When you have a huge system like the earth’s climate, you have multiple gigantic influences that must be calculated just to get an idea of what’s driving it. You have the sun’s radiation, the atmosphere’s ability to trap or release that energy, the oceans and their ability to trap various gases (and heat), the continents and their albedo, even the constantly-changing cloud-cover of the earth has an influence on how much radiation we absorb and retain, and, yes, to a certain extent, you have the influence of industrialized society. How big or how small that influence is, and how much it pertains to current changes has yet to be determined.

I can say it has yet to be determined because we still haven’t determined the full effect of the other influences. The sun heats the earth, but the sun is remarkably unreliable in its output, because it’s an explosion, one on so vast a scale that we can barely comprehend it, but yeah, 4 billion years ago a bunch of volatile gases collapsed on a point and we’re living in the ignition phase of the inevitable combustion of those gases.
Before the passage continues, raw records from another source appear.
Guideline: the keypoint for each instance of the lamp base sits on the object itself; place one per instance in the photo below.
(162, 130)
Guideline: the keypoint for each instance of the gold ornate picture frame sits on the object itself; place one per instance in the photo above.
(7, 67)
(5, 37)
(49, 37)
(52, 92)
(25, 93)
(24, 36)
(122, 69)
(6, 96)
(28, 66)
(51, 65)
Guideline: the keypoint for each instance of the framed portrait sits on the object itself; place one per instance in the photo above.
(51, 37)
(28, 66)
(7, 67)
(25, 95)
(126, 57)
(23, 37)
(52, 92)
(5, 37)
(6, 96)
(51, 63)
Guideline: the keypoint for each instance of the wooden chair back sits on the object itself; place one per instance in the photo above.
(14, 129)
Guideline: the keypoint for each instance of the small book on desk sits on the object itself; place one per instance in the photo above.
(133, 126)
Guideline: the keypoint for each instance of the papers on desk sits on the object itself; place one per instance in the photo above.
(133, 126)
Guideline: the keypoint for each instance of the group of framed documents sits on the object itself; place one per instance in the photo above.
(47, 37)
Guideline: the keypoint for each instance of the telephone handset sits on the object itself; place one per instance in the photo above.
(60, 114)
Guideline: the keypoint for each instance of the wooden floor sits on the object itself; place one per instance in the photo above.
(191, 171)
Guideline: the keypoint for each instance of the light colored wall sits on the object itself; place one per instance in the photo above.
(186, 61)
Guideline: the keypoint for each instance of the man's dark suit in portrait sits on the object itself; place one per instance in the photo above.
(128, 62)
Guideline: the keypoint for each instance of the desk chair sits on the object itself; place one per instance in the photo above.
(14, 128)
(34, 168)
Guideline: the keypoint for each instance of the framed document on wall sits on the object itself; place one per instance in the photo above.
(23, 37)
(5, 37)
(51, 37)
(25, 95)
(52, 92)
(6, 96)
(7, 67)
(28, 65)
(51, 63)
The truth is, human influence on the climate is probably not all that great. We could have as much influence as the bug you ran over yesterday had on your driving, or it could be something insidious like a ridge in the pavement that, over time forces your car partially into another lane. The only thing that’s for sure is that constantly screaming, “The climate is changing! The climate is changing!” Isn’t even a little useful. Saying that the climate is changing is like telling a swimmer that water is wet. It’s true, but it does nothing to help him avoid drowning.